William Hague is standing in for David Cameron at PMQs today because the Prime Minister has said he can’t attend – his excuse is the state visit of the South African president. Some may wonder if he is simply swotting up for the Iraq Inquiry on Friday.

Harriet Harman, standing in for Gordon Brown in the Commons today, will no doubt be invoking the name of Lord Ashcroft at some point. William Hague did, after all, think it fitting as Tory leader to put up Lord Ashcroft for a peerage when he was a tax exile (a particularly celebrated one – it would be odd if Mr Hague back in 1999 was the only person in political circles who didn’t know that).

What really happened with Lord Ashcroft and his tax status? Cabinet Office papers have found their way into the newspapers today.

I get the very strong impression that the authorities vetting Lord Ashcroft were very focused on the fact that he was resident abroad, focused on the need for him to be resident here, surprisingly unfocused on tax status and ill-informed about what the different applicable UK tax statuses were.
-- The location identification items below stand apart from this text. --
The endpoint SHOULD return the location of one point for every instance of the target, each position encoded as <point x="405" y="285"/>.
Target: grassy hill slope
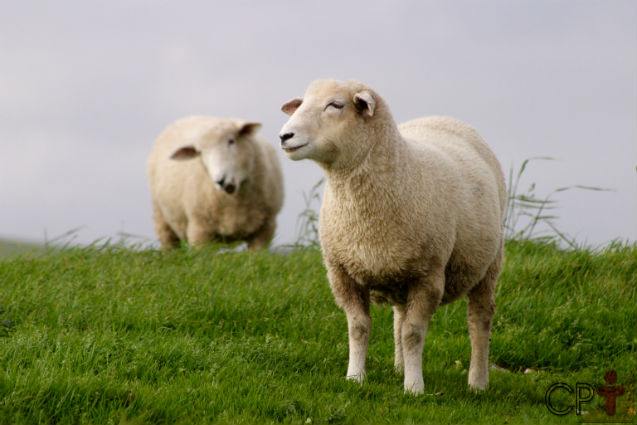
<point x="101" y="335"/>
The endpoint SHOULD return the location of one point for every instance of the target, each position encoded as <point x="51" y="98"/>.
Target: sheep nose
<point x="286" y="136"/>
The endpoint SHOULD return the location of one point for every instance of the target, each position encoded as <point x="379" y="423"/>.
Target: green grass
<point x="12" y="248"/>
<point x="111" y="335"/>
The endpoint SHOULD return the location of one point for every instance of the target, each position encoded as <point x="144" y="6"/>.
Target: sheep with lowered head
<point x="214" y="179"/>
<point x="411" y="215"/>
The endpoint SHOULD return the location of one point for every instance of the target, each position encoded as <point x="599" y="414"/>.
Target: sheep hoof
<point x="359" y="377"/>
<point x="478" y="386"/>
<point x="414" y="389"/>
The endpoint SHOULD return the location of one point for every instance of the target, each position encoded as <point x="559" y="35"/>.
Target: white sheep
<point x="214" y="179"/>
<point x="411" y="215"/>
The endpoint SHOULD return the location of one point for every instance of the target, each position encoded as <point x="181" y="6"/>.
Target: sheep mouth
<point x="294" y="149"/>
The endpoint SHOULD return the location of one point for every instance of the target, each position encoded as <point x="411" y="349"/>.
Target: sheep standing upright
<point x="411" y="215"/>
<point x="214" y="179"/>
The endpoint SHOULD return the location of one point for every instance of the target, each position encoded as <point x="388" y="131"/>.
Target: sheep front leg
<point x="354" y="300"/>
<point x="399" y="317"/>
<point x="422" y="300"/>
<point x="263" y="236"/>
<point x="197" y="234"/>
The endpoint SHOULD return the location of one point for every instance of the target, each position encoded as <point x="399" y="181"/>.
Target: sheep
<point x="411" y="215"/>
<point x="214" y="179"/>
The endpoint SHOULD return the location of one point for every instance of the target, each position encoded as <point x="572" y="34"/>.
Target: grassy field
<point x="111" y="335"/>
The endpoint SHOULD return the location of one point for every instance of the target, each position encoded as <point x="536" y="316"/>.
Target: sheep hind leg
<point x="423" y="299"/>
<point x="399" y="317"/>
<point x="167" y="237"/>
<point x="480" y="311"/>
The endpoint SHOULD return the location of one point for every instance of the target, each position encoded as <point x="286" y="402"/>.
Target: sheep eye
<point x="336" y="105"/>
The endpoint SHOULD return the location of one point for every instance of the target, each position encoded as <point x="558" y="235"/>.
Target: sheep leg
<point x="166" y="235"/>
<point x="263" y="236"/>
<point x="399" y="317"/>
<point x="197" y="234"/>
<point x="422" y="300"/>
<point x="354" y="300"/>
<point x="480" y="311"/>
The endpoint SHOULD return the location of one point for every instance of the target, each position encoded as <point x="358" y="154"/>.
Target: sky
<point x="86" y="88"/>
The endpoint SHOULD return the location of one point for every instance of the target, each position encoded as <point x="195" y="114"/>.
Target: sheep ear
<point x="291" y="106"/>
<point x="249" y="128"/>
<point x="185" y="152"/>
<point x="365" y="103"/>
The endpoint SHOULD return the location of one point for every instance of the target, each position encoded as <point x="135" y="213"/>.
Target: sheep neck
<point x="376" y="186"/>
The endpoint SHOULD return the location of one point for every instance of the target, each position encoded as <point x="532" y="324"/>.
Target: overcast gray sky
<point x="86" y="87"/>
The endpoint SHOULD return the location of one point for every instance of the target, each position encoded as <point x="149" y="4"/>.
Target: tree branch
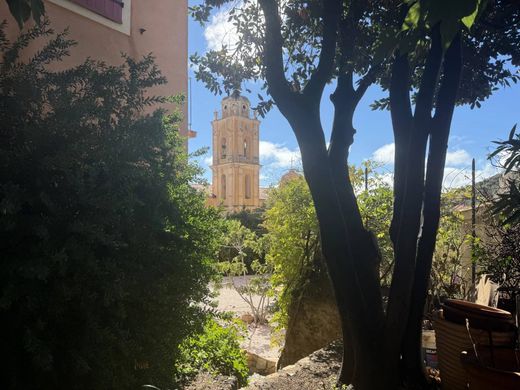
<point x="439" y="134"/>
<point x="402" y="122"/>
<point x="424" y="101"/>
<point x="331" y="15"/>
<point x="279" y="87"/>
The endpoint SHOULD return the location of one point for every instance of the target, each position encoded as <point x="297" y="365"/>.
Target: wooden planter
<point x="452" y="339"/>
<point x="495" y="368"/>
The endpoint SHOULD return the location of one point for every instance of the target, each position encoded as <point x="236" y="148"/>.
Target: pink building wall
<point x="159" y="27"/>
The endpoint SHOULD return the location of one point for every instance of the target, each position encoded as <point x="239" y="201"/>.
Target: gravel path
<point x="258" y="338"/>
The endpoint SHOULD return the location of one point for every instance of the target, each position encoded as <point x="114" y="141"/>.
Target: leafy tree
<point x="293" y="245"/>
<point x="293" y="239"/>
<point x="500" y="255"/>
<point x="23" y="10"/>
<point x="507" y="203"/>
<point x="242" y="244"/>
<point x="415" y="48"/>
<point x="216" y="350"/>
<point x="106" y="247"/>
<point x="449" y="278"/>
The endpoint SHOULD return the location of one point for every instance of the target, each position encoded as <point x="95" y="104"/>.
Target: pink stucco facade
<point x="148" y="26"/>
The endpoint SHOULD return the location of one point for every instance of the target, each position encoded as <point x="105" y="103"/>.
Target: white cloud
<point x="458" y="157"/>
<point x="457" y="177"/>
<point x="221" y="32"/>
<point x="278" y="156"/>
<point x="208" y="160"/>
<point x="385" y="154"/>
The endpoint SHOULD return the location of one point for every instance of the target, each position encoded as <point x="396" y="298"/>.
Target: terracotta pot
<point x="495" y="368"/>
<point x="452" y="339"/>
<point x="481" y="317"/>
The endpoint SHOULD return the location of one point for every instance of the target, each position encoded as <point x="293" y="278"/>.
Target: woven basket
<point x="452" y="339"/>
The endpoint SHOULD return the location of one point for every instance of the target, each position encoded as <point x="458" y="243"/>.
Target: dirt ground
<point x="258" y="338"/>
<point x="317" y="371"/>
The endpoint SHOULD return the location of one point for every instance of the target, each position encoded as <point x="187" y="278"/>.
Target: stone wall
<point x="259" y="365"/>
<point x="314" y="320"/>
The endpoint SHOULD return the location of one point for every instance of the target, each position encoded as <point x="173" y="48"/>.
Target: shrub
<point x="216" y="350"/>
<point x="106" y="248"/>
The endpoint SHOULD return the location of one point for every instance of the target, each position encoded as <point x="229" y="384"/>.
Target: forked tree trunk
<point x="381" y="348"/>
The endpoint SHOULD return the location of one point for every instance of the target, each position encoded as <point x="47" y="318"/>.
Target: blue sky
<point x="472" y="131"/>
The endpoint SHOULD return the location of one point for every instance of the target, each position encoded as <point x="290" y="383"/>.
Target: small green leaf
<point x="412" y="17"/>
<point x="512" y="132"/>
<point x="38" y="9"/>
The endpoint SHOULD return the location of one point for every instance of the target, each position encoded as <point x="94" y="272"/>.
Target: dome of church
<point x="235" y="104"/>
<point x="290" y="175"/>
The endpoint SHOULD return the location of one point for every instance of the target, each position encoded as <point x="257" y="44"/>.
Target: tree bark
<point x="439" y="134"/>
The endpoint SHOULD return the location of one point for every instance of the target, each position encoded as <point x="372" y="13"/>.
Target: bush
<point x="216" y="350"/>
<point x="106" y="248"/>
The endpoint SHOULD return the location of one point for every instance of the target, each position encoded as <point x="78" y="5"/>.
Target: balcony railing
<point x="240" y="159"/>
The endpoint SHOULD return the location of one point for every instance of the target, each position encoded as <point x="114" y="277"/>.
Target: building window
<point x="110" y="9"/>
<point x="223" y="148"/>
<point x="248" y="186"/>
<point x="223" y="185"/>
<point x="246" y="148"/>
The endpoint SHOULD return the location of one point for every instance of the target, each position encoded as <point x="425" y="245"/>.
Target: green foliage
<point x="293" y="242"/>
<point x="293" y="247"/>
<point x="449" y="274"/>
<point x="107" y="250"/>
<point x="376" y="205"/>
<point x="22" y="10"/>
<point x="237" y="242"/>
<point x="215" y="350"/>
<point x="508" y="202"/>
<point x="501" y="255"/>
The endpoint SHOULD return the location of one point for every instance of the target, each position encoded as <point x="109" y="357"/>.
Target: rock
<point x="314" y="320"/>
<point x="316" y="371"/>
<point x="248" y="318"/>
<point x="206" y="381"/>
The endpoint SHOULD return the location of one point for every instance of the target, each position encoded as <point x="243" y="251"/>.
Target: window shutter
<point x="110" y="9"/>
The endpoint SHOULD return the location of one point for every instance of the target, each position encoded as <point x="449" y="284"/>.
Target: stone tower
<point x="235" y="155"/>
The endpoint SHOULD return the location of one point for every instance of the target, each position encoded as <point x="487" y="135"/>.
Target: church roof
<point x="236" y="96"/>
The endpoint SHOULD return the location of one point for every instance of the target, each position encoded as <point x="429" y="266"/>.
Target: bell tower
<point x="235" y="155"/>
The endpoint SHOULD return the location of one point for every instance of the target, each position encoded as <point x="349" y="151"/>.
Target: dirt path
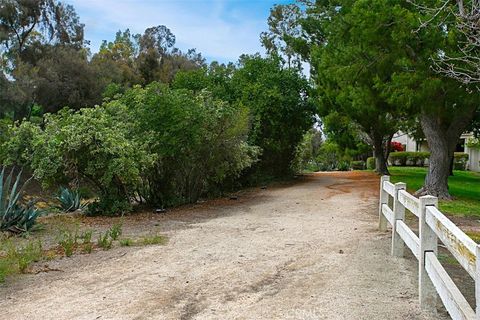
<point x="308" y="251"/>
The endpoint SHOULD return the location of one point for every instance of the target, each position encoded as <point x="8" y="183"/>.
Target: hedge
<point x="357" y="165"/>
<point x="371" y="163"/>
<point x="420" y="159"/>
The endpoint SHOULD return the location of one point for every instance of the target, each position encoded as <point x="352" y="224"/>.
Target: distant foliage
<point x="69" y="200"/>
<point x="371" y="163"/>
<point x="152" y="144"/>
<point x="396" y="146"/>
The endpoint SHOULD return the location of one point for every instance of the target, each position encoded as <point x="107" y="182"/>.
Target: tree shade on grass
<point x="464" y="186"/>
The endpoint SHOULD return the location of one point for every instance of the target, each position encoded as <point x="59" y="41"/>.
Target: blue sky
<point x="220" y="29"/>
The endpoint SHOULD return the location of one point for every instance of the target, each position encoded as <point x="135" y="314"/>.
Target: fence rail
<point x="433" y="226"/>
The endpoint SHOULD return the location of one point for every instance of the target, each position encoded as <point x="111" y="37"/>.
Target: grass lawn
<point x="464" y="186"/>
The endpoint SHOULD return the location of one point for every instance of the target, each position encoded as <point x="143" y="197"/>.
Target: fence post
<point x="428" y="243"/>
<point x="398" y="214"/>
<point x="477" y="283"/>
<point x="382" y="221"/>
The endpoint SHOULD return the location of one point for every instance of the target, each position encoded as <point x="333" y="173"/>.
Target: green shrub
<point x="17" y="259"/>
<point x="68" y="242"/>
<point x="419" y="159"/>
<point x="153" y="144"/>
<point x="105" y="241"/>
<point x="15" y="216"/>
<point x="156" y="239"/>
<point x="460" y="161"/>
<point x="371" y="163"/>
<point x="405" y="158"/>
<point x="115" y="231"/>
<point x="343" y="166"/>
<point x="127" y="242"/>
<point x="69" y="200"/>
<point x="87" y="244"/>
<point x="357" y="165"/>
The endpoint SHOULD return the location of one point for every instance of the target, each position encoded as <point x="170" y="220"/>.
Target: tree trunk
<point x="442" y="137"/>
<point x="379" y="154"/>
<point x="441" y="151"/>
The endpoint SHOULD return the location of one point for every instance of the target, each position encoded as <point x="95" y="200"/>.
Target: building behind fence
<point x="433" y="280"/>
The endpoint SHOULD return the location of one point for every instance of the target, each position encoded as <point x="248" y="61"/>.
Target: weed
<point x="18" y="259"/>
<point x="115" y="231"/>
<point x="105" y="241"/>
<point x="87" y="244"/>
<point x="156" y="239"/>
<point x="127" y="242"/>
<point x="68" y="241"/>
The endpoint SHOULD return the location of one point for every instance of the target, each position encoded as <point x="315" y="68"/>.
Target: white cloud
<point x="208" y="26"/>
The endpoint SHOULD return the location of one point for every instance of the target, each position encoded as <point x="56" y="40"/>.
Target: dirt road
<point x="306" y="251"/>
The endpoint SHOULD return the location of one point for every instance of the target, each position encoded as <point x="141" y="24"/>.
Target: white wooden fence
<point x="433" y="226"/>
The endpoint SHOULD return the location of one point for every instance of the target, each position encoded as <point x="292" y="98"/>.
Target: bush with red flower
<point x="396" y="146"/>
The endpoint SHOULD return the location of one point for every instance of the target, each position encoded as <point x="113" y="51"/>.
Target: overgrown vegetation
<point x="15" y="216"/>
<point x="70" y="200"/>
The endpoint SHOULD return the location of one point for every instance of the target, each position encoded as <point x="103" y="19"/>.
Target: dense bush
<point x="371" y="163"/>
<point x="396" y="146"/>
<point x="153" y="144"/>
<point x="420" y="159"/>
<point x="357" y="165"/>
<point x="280" y="110"/>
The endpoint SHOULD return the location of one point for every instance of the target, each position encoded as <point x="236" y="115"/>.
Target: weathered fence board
<point x="411" y="203"/>
<point x="389" y="187"/>
<point x="452" y="298"/>
<point x="409" y="237"/>
<point x="433" y="280"/>
<point x="458" y="243"/>
<point x="388" y="213"/>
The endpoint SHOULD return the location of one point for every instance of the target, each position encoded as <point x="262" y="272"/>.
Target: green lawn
<point x="464" y="186"/>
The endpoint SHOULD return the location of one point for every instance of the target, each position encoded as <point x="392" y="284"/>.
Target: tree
<point x="445" y="107"/>
<point x="280" y="109"/>
<point x="29" y="31"/>
<point x="460" y="18"/>
<point x="283" y="31"/>
<point x="24" y="23"/>
<point x="350" y="52"/>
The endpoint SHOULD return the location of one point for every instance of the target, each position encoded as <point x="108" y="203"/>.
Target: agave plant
<point x="14" y="216"/>
<point x="70" y="200"/>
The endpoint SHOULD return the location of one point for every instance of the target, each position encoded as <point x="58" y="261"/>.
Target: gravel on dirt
<point x="310" y="250"/>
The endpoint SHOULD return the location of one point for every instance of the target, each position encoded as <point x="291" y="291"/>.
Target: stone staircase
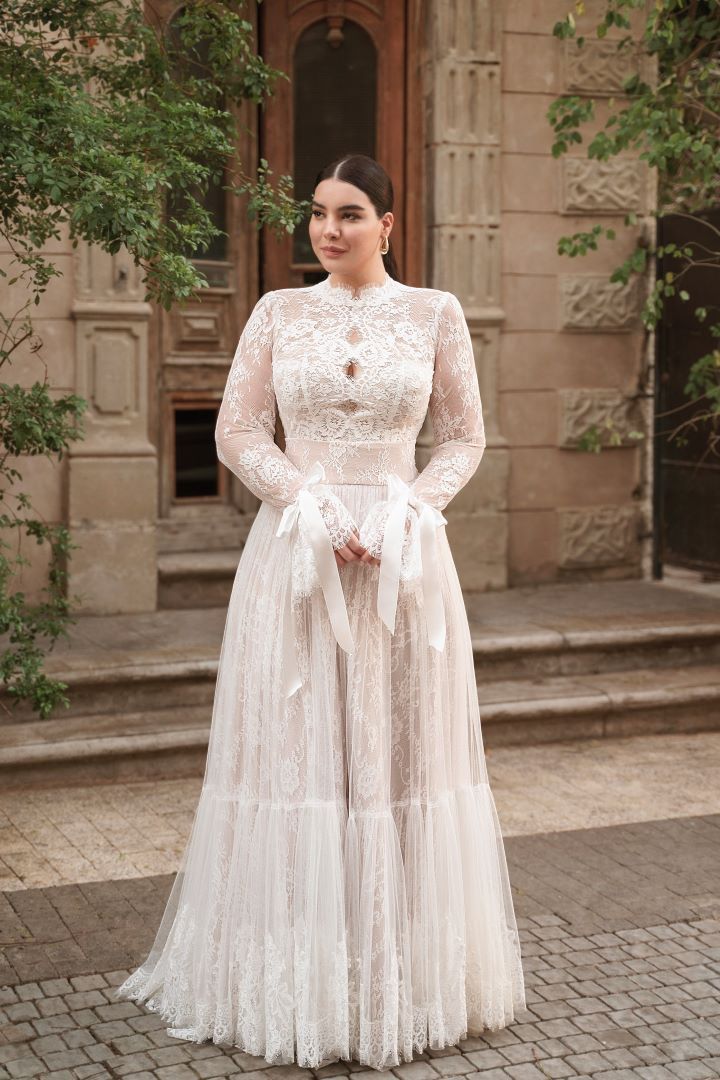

Lord Ashcroft himself seems to have, in a hurry, signed a letter that used the potentially fatal buzz-phrase “permanent residence” (his letter to William Hague of 23.3.2000) but no doubt an army of seasoned tax and legal experts piled in quickly after that to make sure that this was “clarified” to give a rather different assurance, one that would allow Lord Ashcroft to pay minimal tax as a non-dom.

The Honours Scrutiny Committee doesn’t seem to have focused on tax status. Retired senior civil servant, Sir Hayden Phillips, who signed off on the peerage after a chat with the Tory chief whip (today’s Times – p6) said he had no recollection of discussing tax status when checking whether he could sign off on the peerage.

Lord Ashcroft quickly repaired a line in the letter that opened him up to paying the “tens of millions of pounds” of tax that William Hague told Tony Blair he would be paying. He was sharper than the people who were trying to vet him.

He was not, you might think, terribly clear with William Hague about how much tax he would actually be paying. Either that or William Hague just came up with the “tens of millions” phrase off the top of his head.

The vetting of peers and restrictions imposed look like woolly operations conducted by people with no firm grasp of tax law. That changed a few weeks later in May 2000 when the Lords Appointments Committee was set up and, I understand by accident, got a tax expert on board as a member of the team.

An important footnote to all this: talk to a tax inspector and they’ll say that before Labour came to power in 1997, “non dom” status was something that was barely on the radar.

“Domicile”, the tax inspectors used to be taught, is where you expect to be buried or “where your heart is” (the phrase used by Lord Ashcroft on his website to describe Belize) was the actual phrase one inspector I spoke to recalled from classes.

What changed was that Gordon Brown spotted an opportunity to exploit the little used “non dom” status available in the UK tax system and lure in Russians, overseas City financiers and others – to boost London as a finance centre and bring in some money that might otherwise go elsewhere.

So…the growth of non dom status is a phenomonon of the New Labour years and Lord Ashcroft is now its best known beneficiary. How about that?